All of lore.kernel.org
 help / color / mirror / Atom feed
From: Johannes Weiner <hannes@cmpxchg.org>
To: Mel Gorman <mel@csn.ul.ie>
Cc: akpm@linux-foundation.org, linux-mm@kvack.org,
	linux-kernel@vger.kernel.org, hartleys@visionengravers.com,
	mcrapet@gmail.com, linux@arm.linux.org.uk,
	fred99@carolina.rr.com, linux-arm-kernel@lists.arm.linux.org.uk,
	Badari Pulavarty <pbadari@us.ibm.com>,
	Yasunori Goto <y-goto@jp.fujitsu.com>
Subject: Re: [PATCH] Double check memmap is actually valid with a memmap has unexpected holes
Date: Wed, 6 May 2009 17:50:43 +0200	[thread overview]
Message-ID: <20090506155043.GA3084@cmpxchg.org> (raw)
In-Reply-To: <20090506143059.GB20709@csn.ul.ie>

On Wed, May 06, 2009 at 03:31:00PM +0100, Mel Gorman wrote:
> On Tue, May 05, 2009 at 01:06:53PM +0200, Johannes Weiner wrote:
> > Hi Mel,
> > 
> > On Tue, May 05, 2009 at 09:29:44AM +0100, Mel Gorman wrote:
> > > pfn_valid() is meant to be able to tell if a given PFN has valid memmap
> > > associated with it or not.
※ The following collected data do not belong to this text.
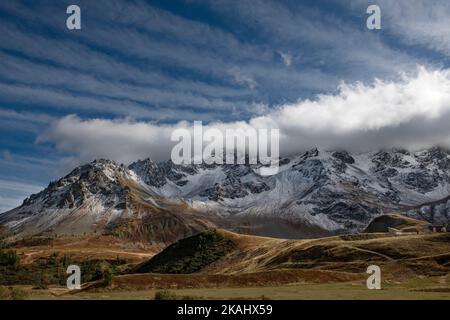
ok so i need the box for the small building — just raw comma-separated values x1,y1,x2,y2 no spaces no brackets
388,227,418,236
428,225,447,233
401,226,420,234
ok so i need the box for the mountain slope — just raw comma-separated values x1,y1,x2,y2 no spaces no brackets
0,159,215,245
364,214,429,233
1,147,450,240
132,228,450,277
130,147,450,231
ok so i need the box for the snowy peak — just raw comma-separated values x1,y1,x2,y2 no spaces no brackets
129,158,199,188
129,158,166,187
125,147,450,231
2,147,450,240
21,159,130,210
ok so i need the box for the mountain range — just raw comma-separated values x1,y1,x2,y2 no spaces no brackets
1,147,450,243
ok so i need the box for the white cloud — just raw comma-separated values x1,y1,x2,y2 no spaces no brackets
352,0,450,57
278,51,293,67
229,67,258,89
270,66,450,133
40,66,450,166
38,115,180,165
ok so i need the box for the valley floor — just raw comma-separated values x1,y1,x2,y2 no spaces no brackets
16,276,450,300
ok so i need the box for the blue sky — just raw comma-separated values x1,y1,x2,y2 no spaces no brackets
2,0,450,212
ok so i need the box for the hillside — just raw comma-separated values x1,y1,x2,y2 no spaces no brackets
2,226,449,299
135,228,450,278
134,230,235,274
364,214,430,233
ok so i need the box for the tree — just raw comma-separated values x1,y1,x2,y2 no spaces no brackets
34,272,50,289
103,268,113,287
0,250,20,267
In FLATMEM, it is expected that holes always
> > > have valid memmap as long as there is valid PFNs either side of the hole.
> > > In SPARSEMEM, it is assumed that a valid section has a memmap for the
> > > entire section.
> > > 
> > > However, ARM and maybe other embedded architectures in the future free
> > > memmap backing holes to save memory on the assumption the memmap is never
> > > used. The page_zone() linkages are then broken even though pfn_valid()
> > > returns true. A walker of the full memmap in this case must do additional
> > > check to ensure the memmap they are looking at is sane by making sure the
> > > zone and PFN linkages are still valid. This is expensive, but walkers of
> > > the full memmap are extremely rare.
> > > 
> > > This was caught before for FLATMEM and hacked around but it hits again
> > > for SPARSEMEM because the page_zone() linkages can look ok where the PFN
> > > linkages are totally screwed. This looks like a hatchet job but the reality
> > > is that any clean solution would end up consuming all the memory saved
> > > by punching these unexpected holes in the memmap. For example, we tried
> > > marking the memmap within the section invalid but the section size exceeds
> > > the size of the hole in most cases so pfn_valid() starts returning false
> > > where valid memmap exists. Shrinking the size of the section would increase
> > > memory consumption offsetting the gains.
> > > 
> > > This patch identifies when an architecture is punching unexpected holes
> > > in the memmap that the memory model cannot automatically detect. When set,
> > > walkers of the full memmap must call memmap_valid_within() for each PFN and
> > > passing in what it expects the page and zone to be for that PFN. If it finds
> > > the linkages to be broken, it assumes the memmap is invalid for that PFN.
> > > 
> > > Signed-off-by: Mel Gorman <mel@csn.ul.ie>
> > 
> > I think we also need to fix up show_mem(). 
> 
> As it turns out, ARM has its own show_mem(). I don't see how, but ARM
> must not be using lib/show_mem.c even though it compiles it.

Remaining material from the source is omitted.